Several modules are introduced into the composition of the PM burning system, for example, for the transition compartment (PO) of the Soyuz launch vehicle, which after separation is further divided into 3 parts, respectively, the number of modules for heating the separated PO fragments must be at least three. The composition of each module includes: fuel reserves (fuel, oxidizer), a fuel supply and mixing system in the nozzles, an ignition system, and a module mounting structure for software.

In FIG. 2 shows a diagram of the module and its installation on the OF, where 4 is a container with oxygen, 5 is a container with propane; 6 - shut-off valves on the supply lines; 7 - mixer; 8 - ignition system; 9 - nozzles; 10 - a protective screen against reverse heat flow; 11 - a protective screen from the effects of torch jets of the mid-flight engine of the upper stage; 12 - shell OCh (for the case of ON - a single-layer carbon fiber, for the case of the head fairing three-layer shell of Fig. 1); 13 - power set OCh.

b) the amount of heat released by each module is determined from the condition of heating the selected mass of the construction of the HF to the combustion temperature;

The amount of heat, respectively, the supply of fuel (fuel and oxidizer) in each module is determined from the condition of heating the allocated mass of the structures of the HF to the combustion temperature, taking into account all the components of the heat acting on the HF (ablation by the oncoming aerodynamic flow, heat transfer to other structural elements of the HF, radiation heat into the surrounding space, the heat of radiation from the Sun, Earth, re-radiation from the Earth).

c) the ratio of the mass second consumption of oxygen and propane in a particular module of the combustion system, the direction of movement of the jets of combustion products is determined from the condition of ensuring the operability of the module design over the heating time interval, the minimum fuel supply;

The temperature of the products of combustion of oxygen and propane depends on the ratio of mass second flow rates and can vary over a wide range.

Heat flows from the combustion products fall on the nozzles, heat them, as well as the gas supply system, which, when a certain temperature is reached, can disrupt their performance. To ensure the health of the module, a screen 10 is installed, and the use of the ability to control the temperature of the combustion products due to the ratio of the mass second consumption of oxygen and propane in a specific module of the combustion system will allow to extend the time interval of the health of the module as a whole.

In FIG. Figure 3 shows a diagram of the thermal loading of the wall of the construction of the OCh and the module during the expiration of the combustion products 14: convective Q _k and conductive Q _λ heat fluxes from the products of combustion to the OCh; Q _a - radiation and heat transfer to the environment; U _∞ is the incident flow.

d) the number of modules and, correspondingly, the points of thermal loading of the optical component to ensure heating of the selected mass of the optical component to the combustion temperature, is selected from the combustion condition of the optical component for a given time interval.

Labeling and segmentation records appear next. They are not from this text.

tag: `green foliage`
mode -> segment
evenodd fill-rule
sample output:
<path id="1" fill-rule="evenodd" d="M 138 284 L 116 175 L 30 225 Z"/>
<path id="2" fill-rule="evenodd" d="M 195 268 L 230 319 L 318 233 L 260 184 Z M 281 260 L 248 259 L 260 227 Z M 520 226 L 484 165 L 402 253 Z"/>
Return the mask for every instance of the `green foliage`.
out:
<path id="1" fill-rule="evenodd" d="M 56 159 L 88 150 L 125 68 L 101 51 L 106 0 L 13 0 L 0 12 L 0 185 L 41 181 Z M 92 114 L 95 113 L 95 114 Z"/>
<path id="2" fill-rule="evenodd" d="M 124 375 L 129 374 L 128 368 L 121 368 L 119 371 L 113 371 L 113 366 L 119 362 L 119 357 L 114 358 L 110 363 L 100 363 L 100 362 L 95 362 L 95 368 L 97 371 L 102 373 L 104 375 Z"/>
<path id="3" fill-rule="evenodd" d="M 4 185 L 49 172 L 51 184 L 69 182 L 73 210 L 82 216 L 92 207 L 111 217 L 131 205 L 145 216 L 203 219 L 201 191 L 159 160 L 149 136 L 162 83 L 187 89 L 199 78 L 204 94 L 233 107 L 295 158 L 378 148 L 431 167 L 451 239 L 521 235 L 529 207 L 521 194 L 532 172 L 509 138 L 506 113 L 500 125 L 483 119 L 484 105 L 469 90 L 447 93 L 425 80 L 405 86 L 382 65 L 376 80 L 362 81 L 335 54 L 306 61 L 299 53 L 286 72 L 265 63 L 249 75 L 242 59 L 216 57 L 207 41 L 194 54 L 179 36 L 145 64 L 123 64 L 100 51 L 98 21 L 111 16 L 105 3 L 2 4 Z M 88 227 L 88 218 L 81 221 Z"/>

The rate of burning of the OCh depends on a number of factors: the mass of the OCh, the burning rate of the material of the OCh, which in turn depends on the ambient pressure, the presence of oxygen, etc. In connection with the need to burn OCh for a given time interval, for example, when moving in the altitude range from 15 km to 1 km in the time interval, for example, 200-250 sec (depending on the speed of the OCh), it is proposed to start burning the OCh in several parts, accordingly, placing modules on these parts.

Detachable part

As a prototype of the HF, the HF system is adopted in the form of a head fairing (GO) according to the patent of the Russian Federation No. 2581636 F42B 10/46, B64G 1/64), the GO is a three-layer structure of polymer composite materials in the form of a bivalve shell of variable curvature containing an external bearing layer made of carbon fiber and the inner carrier layer with a filler between them, the filler contains a termite-igniting mixture (TSS), which is flammable when the surface of the GO shell structure reaches the ignition temperature of the TSS, and the mass of the TSS is determined by the shapes ole

where: m _go , m _TZS is the mass of the shell structure GO, TZS, respectively, kg;

Q is the heat released during the combustion of the heating element, kJ / kg;

ΔT = T ₁ -T ₀ , deg .;

T ₀ is the average temperature of the GO shell structure at the moment it enters the dense layers of the atmosphere, where the GO combustion process should begin, K;

T ₁ is the temperature necessary to ensure the beginning of the spontaneous combustion process of the structure of the shell GO, K.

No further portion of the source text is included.